My name is Matthew. I am 31 years old and am currently a college student in Bowling Green, OH. While I have grown up with a Christian family and spent many years knowing of Christ and having knowledge of the Bible, it is only within the more recent years of my life that I have truly learned what it means to live a life for Him. I have been in the military since 2005, and spent quite a lot of time not at all concerned for what God had in mind for me. Following my first tour of duty as an infantryman in Iraq, I simply withdrew further and further from Him. As my life spiraled into alcoholism, and the many other destructive attitudes and practices that come from such addictions, I became less and less aware that God still was not abandoning me, even though I had abandoned Him. When I came home I was not the same person who had left. I continued to drink, smoke, and live in a way that showed little hope of changing. Through all this, I met the woman who I would eventually marry.
We got married on August 21st of 2011. Then on January 17th of 2012, our daughter was born. Now anyone with an early grade education in math will probably be able to tell you that we were not living in an approved way before we were married. We still had a lot to learn, but in this time we had begun to acknowledge together that we needed a change in our lives.
Well, eight hours after our daughter was born that day in January, she passed away in our arms. No words can truly describe that day, I will not attempt to conjure any together. Suffice it to say that a part of us died with our daughter that day, and we were changed forever.
For the next few years, our lives were turbulent. At some of the worst points, I was on the brink of destroying our marriage. Through it all, I felt something pulling at me. I just felt as if there was some part of me that I had forgotten years ago trying to get my attention. One day the decision came to me…I needed to change. Something had always resonated with me that my pastor had said: “Good and evil are always at war with each other inside of us, and the side you feed will grow, but the side you starve will die.” So, I decided that I needed to feed the side I truly wanted to live with.
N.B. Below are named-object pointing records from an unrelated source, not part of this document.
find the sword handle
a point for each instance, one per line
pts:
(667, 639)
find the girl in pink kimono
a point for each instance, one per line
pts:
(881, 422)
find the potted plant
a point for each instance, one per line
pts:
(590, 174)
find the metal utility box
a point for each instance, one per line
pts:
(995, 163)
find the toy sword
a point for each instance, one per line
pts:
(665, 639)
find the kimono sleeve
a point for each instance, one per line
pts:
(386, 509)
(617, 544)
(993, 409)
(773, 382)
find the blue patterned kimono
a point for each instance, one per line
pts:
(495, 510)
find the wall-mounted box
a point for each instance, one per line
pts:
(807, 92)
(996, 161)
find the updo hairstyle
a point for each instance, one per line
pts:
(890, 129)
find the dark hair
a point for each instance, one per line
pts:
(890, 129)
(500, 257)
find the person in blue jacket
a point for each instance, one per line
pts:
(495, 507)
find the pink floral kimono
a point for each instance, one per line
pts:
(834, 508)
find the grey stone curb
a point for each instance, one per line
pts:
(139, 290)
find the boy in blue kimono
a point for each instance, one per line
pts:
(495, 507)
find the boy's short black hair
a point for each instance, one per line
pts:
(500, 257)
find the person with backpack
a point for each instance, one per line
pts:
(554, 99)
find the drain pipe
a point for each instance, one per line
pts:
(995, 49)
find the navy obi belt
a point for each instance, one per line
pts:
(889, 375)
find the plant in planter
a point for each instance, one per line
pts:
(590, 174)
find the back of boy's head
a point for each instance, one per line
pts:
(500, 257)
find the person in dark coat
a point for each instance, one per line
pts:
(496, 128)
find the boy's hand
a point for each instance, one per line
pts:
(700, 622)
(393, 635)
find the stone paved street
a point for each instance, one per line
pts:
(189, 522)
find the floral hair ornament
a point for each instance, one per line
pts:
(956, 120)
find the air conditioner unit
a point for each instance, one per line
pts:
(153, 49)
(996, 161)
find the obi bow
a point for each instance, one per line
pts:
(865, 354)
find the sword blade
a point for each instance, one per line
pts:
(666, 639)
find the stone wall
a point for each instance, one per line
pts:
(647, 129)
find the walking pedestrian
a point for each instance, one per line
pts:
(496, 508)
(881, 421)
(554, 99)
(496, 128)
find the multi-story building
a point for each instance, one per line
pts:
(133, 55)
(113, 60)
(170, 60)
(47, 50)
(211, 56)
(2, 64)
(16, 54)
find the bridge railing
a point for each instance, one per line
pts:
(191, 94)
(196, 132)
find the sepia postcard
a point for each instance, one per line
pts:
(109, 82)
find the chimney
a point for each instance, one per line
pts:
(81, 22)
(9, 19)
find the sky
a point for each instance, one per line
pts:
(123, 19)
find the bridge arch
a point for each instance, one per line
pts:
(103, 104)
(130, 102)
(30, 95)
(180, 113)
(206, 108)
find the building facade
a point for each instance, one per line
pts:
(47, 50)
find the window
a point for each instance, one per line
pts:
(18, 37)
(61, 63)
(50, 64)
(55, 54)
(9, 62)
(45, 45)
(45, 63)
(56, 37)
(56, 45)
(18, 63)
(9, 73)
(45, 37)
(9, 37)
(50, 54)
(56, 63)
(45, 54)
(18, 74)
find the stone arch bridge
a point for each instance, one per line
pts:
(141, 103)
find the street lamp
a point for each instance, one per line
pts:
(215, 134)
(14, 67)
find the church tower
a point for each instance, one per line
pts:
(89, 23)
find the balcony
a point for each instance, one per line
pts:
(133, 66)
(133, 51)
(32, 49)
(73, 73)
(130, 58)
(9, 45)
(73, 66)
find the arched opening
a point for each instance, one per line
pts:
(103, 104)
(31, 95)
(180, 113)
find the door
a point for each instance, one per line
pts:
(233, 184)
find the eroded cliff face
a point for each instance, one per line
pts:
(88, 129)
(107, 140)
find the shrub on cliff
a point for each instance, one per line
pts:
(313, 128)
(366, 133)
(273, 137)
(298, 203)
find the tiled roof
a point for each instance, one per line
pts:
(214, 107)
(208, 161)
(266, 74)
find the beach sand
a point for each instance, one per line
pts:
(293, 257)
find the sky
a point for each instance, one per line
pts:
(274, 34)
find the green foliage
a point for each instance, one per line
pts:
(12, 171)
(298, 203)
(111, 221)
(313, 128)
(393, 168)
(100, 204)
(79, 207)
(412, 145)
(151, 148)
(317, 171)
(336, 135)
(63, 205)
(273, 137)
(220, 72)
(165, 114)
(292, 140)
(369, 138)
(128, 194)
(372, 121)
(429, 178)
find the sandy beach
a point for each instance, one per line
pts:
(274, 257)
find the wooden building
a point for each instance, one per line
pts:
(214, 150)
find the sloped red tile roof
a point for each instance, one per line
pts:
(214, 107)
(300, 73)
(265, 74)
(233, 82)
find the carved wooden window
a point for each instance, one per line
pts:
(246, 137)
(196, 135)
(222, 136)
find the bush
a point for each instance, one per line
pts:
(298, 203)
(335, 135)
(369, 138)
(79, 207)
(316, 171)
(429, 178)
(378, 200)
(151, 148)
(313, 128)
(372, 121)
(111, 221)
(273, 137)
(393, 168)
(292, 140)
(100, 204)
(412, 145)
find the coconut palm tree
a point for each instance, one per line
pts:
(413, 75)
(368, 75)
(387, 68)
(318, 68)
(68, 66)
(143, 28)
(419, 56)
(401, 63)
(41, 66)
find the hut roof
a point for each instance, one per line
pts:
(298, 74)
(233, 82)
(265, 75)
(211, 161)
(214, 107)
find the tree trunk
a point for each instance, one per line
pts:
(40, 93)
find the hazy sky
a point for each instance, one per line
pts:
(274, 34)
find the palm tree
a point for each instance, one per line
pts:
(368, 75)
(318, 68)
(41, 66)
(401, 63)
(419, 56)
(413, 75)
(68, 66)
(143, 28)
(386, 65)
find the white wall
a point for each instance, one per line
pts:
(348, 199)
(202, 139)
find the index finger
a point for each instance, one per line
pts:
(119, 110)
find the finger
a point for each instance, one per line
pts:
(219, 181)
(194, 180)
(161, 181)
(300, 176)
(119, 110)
I began listening to the Christian radio station on my drive to school. I heard many different pastors give many different types of messages. Then one day, I turned on the radio and heard a voice that instantly struck me, not just because it was familiar, but because I immediately knew who it was. My father had listened to him and I had always listened along with him as I grew up. It was Ravi Zacharias.
Needless to say, I began exploring Ravi’s ministry and listening to his talks. I looked for everything I could find from his ministry and have spent the last two years learning from the speakers at RZIM. Through them, the Holy Spirit has changed my life in ways I thought impossible. I look back on who I was 5 years ago, 10 years ago, and so on…I do not know who I am looking at when I do. To say that God can change us is an understatement…God takes us and makes us a whole new person when we let Him. I have a long way to go, but I have the confidence that I am now walking that long path in the right direction. Even though I fall, even though the past sometimes haunts me, despite all that I have seen in my life…I now feel as if I truly have begun to live.
C.S. Lewis said that “Pain insists upon being attended to. God whispers to us in our pleasures, speaks in our consciences, but shouts in our pains. It is his megaphone to rouse a deaf world.” It took me a long time to realize just how deaf I had become. But through everything, God was not giving up on me, and at just the right time, He sent the ministry of RZIM into my life. I thank God for all that He has done for me and I am very glad to now be discovering this community. I look forward to all that He may bring about from this and I look forward to meeting new people and to growing and continuing to further serve Him together. God bless you all and thank you for bearing through my lengthier than intended introduction.